Director Tze Chun's debut feature-length film up for Emerging Filmmaker award


Courtesy photo

This undated photo shows "Children of Invention" Director Tze Chun.

“Children of Invention” (USA, 2009)

Directed by Tze Chun

Thursday, Nov. 19, 6:30 p.m.

Friday, Nov. 20, 4 p.m. and 9:45 p.m.


Two first-generation Chinese kids in suburban Boston find themselves on their own after their desperate mother is unwittingly involved in a pyramid scheme and arrested.  Older brother Raymond takes a page from her marketing seminars to start creating a life for himself and his sister – casting a strange, pint-sized reflection on the American Dream.

In cooperation with University of Colorado at Denver Asian American Education Program

For Tze Chun, finding inspiration for his film, “Children of Invention,” took him back to his childhood.


The 29-year-old writer and director follows the story of two Chinese-American kids who must fend for themselves after their mother is arrested for taking part in an illegal pyramid scheme.

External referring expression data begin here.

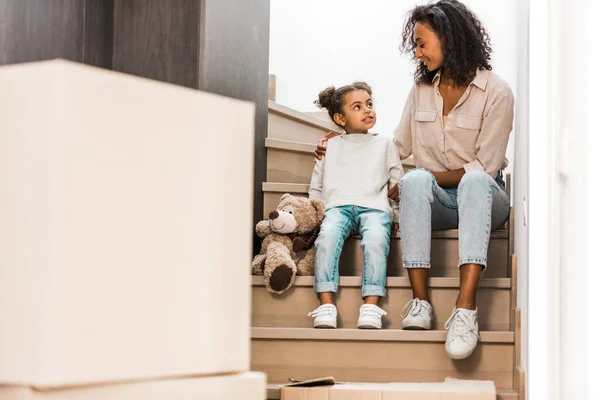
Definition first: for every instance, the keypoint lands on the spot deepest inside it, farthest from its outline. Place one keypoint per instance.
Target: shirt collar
(480, 80)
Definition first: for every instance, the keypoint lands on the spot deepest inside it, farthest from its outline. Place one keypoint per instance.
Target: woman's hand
(321, 148)
(393, 193)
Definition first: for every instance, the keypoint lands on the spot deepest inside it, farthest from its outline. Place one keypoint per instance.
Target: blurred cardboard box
(126, 227)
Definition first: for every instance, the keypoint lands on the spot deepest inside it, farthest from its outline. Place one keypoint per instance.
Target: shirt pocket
(426, 126)
(467, 132)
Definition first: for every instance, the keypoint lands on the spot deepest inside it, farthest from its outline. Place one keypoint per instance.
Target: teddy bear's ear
(320, 207)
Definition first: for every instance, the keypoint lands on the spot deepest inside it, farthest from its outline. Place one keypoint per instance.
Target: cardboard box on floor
(451, 389)
(126, 227)
(246, 386)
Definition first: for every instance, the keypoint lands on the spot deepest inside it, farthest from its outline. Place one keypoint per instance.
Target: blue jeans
(477, 206)
(374, 226)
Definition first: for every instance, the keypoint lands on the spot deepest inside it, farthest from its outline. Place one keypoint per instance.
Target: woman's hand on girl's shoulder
(393, 193)
(321, 146)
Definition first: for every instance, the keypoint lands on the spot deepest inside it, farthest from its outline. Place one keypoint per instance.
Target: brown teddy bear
(288, 238)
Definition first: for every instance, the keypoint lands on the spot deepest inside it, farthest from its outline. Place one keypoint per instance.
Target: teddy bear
(287, 247)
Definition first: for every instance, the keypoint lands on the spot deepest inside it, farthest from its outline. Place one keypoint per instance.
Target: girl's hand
(393, 193)
(321, 149)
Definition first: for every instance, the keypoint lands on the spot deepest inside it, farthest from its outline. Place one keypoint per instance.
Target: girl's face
(429, 47)
(358, 114)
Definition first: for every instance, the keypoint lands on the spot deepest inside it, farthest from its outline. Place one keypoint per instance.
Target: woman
(456, 124)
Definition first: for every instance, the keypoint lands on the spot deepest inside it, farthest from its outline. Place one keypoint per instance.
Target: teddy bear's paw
(258, 265)
(281, 279)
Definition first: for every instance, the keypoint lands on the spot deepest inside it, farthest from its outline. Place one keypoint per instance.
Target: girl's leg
(335, 228)
(483, 206)
(375, 228)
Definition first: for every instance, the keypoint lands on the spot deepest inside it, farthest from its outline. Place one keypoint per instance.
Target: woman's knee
(417, 181)
(474, 186)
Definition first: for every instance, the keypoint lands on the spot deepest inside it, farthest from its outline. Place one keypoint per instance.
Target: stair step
(292, 162)
(444, 247)
(289, 161)
(290, 310)
(353, 355)
(372, 335)
(274, 393)
(288, 124)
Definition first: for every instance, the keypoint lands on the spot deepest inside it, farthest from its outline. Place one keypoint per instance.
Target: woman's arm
(321, 148)
(492, 141)
(403, 131)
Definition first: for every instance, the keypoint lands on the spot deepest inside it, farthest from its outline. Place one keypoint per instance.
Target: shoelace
(462, 325)
(325, 309)
(413, 307)
(372, 311)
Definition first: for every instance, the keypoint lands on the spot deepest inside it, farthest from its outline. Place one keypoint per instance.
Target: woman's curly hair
(465, 42)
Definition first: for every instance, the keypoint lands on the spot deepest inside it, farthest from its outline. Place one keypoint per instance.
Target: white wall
(521, 175)
(317, 43)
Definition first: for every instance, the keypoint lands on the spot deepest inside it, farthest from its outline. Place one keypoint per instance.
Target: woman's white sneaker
(370, 317)
(417, 315)
(325, 316)
(463, 333)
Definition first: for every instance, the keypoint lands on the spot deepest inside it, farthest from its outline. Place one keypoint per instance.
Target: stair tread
(395, 282)
(398, 335)
(274, 392)
(308, 148)
(302, 117)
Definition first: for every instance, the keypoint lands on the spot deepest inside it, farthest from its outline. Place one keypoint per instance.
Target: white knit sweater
(358, 170)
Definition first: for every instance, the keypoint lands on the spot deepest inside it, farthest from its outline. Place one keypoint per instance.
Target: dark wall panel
(234, 42)
(98, 33)
(157, 39)
(77, 30)
(32, 30)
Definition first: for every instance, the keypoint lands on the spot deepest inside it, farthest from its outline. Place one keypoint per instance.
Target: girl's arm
(315, 190)
(449, 179)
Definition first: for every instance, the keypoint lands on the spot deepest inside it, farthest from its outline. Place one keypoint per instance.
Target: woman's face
(429, 47)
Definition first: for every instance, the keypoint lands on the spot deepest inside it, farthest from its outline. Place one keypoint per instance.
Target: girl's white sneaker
(325, 316)
(370, 317)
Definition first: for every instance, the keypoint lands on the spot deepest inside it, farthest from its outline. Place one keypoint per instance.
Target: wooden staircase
(284, 344)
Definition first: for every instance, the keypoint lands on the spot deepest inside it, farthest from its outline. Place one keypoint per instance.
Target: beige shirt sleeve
(403, 132)
(496, 127)
(396, 173)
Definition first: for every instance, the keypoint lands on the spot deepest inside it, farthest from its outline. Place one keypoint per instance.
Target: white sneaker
(325, 316)
(463, 333)
(417, 315)
(370, 317)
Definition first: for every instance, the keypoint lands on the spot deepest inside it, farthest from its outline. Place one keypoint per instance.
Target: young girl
(456, 124)
(353, 182)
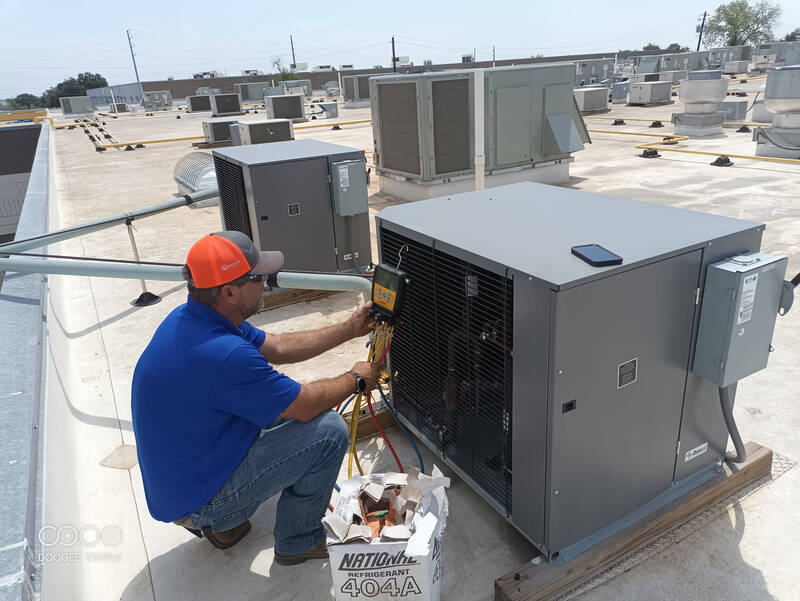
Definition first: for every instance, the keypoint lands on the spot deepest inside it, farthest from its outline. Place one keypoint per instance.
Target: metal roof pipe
(105, 223)
(101, 269)
(132, 270)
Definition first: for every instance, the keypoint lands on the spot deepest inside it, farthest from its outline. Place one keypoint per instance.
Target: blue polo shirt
(201, 393)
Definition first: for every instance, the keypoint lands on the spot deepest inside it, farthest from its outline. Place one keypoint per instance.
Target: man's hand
(370, 372)
(359, 321)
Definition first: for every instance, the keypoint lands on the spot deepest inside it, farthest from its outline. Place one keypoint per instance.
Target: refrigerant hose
(727, 413)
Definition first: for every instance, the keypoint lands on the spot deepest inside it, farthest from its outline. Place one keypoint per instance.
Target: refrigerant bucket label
(747, 299)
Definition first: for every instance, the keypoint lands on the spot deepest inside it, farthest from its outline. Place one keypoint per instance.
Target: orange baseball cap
(222, 257)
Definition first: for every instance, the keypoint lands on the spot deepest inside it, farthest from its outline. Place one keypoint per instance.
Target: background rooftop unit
(218, 131)
(225, 104)
(684, 61)
(287, 106)
(423, 123)
(261, 132)
(593, 71)
(252, 91)
(157, 100)
(198, 103)
(76, 105)
(305, 197)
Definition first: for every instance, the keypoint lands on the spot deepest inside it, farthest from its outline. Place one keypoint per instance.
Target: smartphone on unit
(596, 256)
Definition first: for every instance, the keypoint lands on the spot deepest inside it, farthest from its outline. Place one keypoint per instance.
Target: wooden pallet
(281, 298)
(212, 145)
(545, 582)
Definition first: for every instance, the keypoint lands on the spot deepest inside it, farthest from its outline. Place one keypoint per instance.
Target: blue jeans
(300, 460)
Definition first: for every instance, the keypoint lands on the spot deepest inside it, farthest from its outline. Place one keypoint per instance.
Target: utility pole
(133, 58)
(702, 26)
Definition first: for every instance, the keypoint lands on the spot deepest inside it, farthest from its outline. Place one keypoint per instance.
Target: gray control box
(350, 187)
(737, 318)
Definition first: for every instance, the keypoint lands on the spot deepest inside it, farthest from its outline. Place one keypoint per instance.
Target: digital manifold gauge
(388, 292)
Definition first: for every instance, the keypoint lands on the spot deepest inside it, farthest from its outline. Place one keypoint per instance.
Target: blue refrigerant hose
(403, 428)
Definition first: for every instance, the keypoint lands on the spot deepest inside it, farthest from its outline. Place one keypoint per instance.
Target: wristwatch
(361, 383)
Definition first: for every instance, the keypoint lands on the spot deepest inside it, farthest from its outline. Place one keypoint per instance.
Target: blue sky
(42, 44)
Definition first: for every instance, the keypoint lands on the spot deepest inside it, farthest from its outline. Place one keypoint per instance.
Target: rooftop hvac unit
(423, 128)
(288, 106)
(619, 92)
(648, 64)
(304, 197)
(689, 61)
(503, 363)
(735, 110)
(252, 91)
(76, 105)
(708, 74)
(782, 98)
(225, 104)
(157, 100)
(591, 100)
(217, 131)
(593, 71)
(297, 86)
(198, 103)
(735, 67)
(643, 77)
(674, 76)
(356, 89)
(651, 92)
(275, 130)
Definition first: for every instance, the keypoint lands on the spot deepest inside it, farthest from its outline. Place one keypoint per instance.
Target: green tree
(742, 22)
(676, 48)
(284, 73)
(73, 86)
(27, 101)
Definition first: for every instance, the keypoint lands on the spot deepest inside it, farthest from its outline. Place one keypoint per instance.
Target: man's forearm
(293, 347)
(319, 396)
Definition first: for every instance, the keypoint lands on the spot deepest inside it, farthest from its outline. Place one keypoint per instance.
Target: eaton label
(344, 177)
(695, 452)
(747, 299)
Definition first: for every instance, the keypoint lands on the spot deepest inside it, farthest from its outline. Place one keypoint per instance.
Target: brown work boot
(320, 552)
(221, 540)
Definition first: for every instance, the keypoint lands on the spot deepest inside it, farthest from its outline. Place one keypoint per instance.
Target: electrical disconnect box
(198, 103)
(740, 305)
(303, 197)
(218, 131)
(562, 392)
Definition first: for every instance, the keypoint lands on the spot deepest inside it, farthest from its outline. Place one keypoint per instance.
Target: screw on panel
(650, 153)
(722, 161)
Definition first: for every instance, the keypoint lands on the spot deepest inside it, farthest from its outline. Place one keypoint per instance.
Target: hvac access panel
(619, 355)
(294, 202)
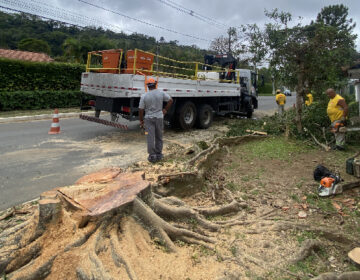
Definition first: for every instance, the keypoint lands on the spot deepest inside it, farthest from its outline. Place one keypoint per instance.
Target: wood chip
(302, 215)
(337, 206)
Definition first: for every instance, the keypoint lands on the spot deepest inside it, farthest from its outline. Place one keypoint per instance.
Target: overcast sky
(156, 12)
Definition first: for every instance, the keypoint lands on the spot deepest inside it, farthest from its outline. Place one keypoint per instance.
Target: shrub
(17, 75)
(266, 88)
(33, 100)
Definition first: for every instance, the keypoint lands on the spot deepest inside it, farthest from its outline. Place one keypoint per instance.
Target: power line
(144, 22)
(192, 13)
(58, 13)
(119, 36)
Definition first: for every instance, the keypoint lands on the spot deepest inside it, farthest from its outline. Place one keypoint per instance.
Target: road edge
(42, 117)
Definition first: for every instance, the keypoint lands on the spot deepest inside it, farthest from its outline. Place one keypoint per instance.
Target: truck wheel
(205, 116)
(187, 115)
(114, 117)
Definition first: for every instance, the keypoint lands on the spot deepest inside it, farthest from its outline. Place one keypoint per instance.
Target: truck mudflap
(102, 121)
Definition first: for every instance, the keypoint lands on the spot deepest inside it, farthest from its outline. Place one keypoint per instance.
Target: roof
(24, 55)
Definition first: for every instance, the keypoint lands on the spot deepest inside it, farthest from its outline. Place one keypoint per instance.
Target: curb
(42, 117)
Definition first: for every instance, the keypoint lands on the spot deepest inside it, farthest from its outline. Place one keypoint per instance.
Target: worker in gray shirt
(152, 104)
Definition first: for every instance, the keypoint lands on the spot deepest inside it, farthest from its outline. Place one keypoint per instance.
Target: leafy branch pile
(314, 119)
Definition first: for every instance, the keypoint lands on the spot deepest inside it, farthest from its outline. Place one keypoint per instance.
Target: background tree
(253, 44)
(227, 44)
(34, 45)
(310, 55)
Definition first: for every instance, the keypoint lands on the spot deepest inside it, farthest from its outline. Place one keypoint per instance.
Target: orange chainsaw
(328, 181)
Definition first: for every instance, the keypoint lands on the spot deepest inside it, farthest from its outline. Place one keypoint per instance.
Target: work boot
(159, 157)
(152, 158)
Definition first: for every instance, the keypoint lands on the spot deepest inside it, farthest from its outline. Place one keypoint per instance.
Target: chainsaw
(329, 185)
(328, 181)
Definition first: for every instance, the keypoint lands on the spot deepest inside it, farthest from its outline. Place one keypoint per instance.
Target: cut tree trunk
(85, 223)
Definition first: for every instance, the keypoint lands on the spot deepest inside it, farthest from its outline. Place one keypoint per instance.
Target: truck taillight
(125, 109)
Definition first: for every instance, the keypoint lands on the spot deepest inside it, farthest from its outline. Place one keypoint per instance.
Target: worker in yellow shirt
(309, 99)
(280, 100)
(337, 111)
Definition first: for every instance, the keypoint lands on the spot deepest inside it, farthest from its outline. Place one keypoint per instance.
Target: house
(24, 55)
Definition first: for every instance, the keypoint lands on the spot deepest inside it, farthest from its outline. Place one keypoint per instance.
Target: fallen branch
(325, 147)
(13, 212)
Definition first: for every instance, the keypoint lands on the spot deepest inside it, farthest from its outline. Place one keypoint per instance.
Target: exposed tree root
(84, 221)
(306, 249)
(162, 229)
(353, 275)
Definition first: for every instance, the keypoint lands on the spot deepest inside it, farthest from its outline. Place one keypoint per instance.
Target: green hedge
(17, 75)
(34, 100)
(266, 88)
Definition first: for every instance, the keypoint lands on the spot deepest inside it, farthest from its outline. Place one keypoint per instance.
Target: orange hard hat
(327, 182)
(150, 81)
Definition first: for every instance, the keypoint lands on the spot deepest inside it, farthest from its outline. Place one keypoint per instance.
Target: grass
(320, 202)
(17, 113)
(272, 148)
(304, 235)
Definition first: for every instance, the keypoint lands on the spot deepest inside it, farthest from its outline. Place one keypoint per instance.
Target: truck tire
(186, 115)
(249, 109)
(205, 116)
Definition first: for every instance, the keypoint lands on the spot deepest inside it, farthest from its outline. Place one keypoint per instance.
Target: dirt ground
(273, 177)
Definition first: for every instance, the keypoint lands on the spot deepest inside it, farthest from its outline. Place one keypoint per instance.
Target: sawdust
(274, 190)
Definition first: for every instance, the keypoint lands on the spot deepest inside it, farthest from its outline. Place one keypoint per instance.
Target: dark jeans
(154, 128)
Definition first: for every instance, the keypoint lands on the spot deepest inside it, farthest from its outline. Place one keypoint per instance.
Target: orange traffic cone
(55, 126)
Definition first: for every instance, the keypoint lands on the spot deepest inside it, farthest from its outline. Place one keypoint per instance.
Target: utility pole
(231, 32)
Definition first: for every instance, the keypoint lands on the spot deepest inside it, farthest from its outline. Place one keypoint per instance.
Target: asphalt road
(33, 161)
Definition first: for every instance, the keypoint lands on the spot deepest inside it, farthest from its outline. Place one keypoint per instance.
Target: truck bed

The promise of getting rich quick, Chun said, is seductive for many who are immigrants or in need of money, and it was something he saw first-hand growing up in Boston.


“It took me back to when I was a kid,” he said. “I would go to all these pyramid-scheme seminars with my mom and my little sister.”


Since its debut at the Sundance Film Festival in January, the film has garnered 14 awards from different film festivals around the country. And at the Starz Denver Film Festival, it is up for the Emerging Filmmaker award.


“It’s always interesting because you never really know what’s going to happen when you make a movie,” he said. “You never know what the trajectory is for it.”


The movie is Chun’s first foray into feature-length film after having done a number of short movies, including “Windowbreaker.” He never planned on turning the short into a full-length movie, he said, but there was an element in it that he wanted to explore.


“(‘Windowbreaker’) had two kids in it who have a single mom who’s working all the time. They’re kind of like latch-key kids,” he said. “ ... I kind of like that family dynamic so I started thinking about what a feature-film plot could be that involves that family.”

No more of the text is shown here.